Schematic representation of the bileaflet mechanical aortic prosthetic valve during systole. This figure shows the normal length and position of suture material allowing normal function of the prosthesis.

PVL is usually suspected from the clinical presentation and confirmed by echocardiography. Echocardiography with color Doppler facility and color flow mapping is the gold-standard tool for detecting, localizing and assessing the severity of PVL. Both TTE and TOE are useful tools for the assessment of prosthetic valve function. Whilst TOE is more invasive it is considered superior to TTE in assessing the severity of valve regurgitation [10]. In our case, we believe that PVL was wrongly diagnosed because of well recognised echocardiographic difficulties in differentiating between PVL and eccentric transvalvular regurgitation. Real-time 3D (RT3D) TOE is emerging as a promising tool in the management of PVL. RT3D TOE gives detailed en-face views of a paravalvular leak and surrounding structures. Such imaging could facilitate more accurate preoperative diagnosis of prosthesis dysfunction. Although the preoperative diagnosis was incorrect in the case we report, the correct diagnosis would have been unlikely to change the decision to operate as surgical removal of the obstructing suture would be the treatment of choice in this scenario. The emergence of percutaneous techniques for PVL closure will make correct preoperative diagnosis of the cause of valve dysfunction imperative in the future if inappropriate procedures are to be avoided.

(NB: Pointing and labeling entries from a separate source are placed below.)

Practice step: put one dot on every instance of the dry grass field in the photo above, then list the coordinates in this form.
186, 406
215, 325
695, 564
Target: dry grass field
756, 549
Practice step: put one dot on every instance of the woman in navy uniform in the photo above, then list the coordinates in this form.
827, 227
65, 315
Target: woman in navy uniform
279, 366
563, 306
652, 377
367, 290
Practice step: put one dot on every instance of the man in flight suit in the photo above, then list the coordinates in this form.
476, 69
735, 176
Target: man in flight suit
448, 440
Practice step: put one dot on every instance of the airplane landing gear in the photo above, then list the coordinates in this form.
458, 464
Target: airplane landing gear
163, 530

In conclusion, whilst the incidence of this apparently rare cause of valve dysfunction is unknown it is important the cardiac surgeon is aware of suture-related valve dysfunction for several reasons. Firstly because judicious attention to suture and implantation technique can easily avoid the mortality associated with valve dysfunction and re-operation. Secondly because the surgeon must be conscious that suture-related valve dysfunction may mimic PVL when operating on patients diagnosed with prosthetic valve dysfunction. Finally, the emergence of catheter-based interventions makes accurate preoperative diagnosis imperative in order to select the most appropriate therapy.

Consent

Written informed consent was obtained from the patient for publication of this case report and accompanying images. A copy of the written consent is available for review from the journal's Editor-in-Chief.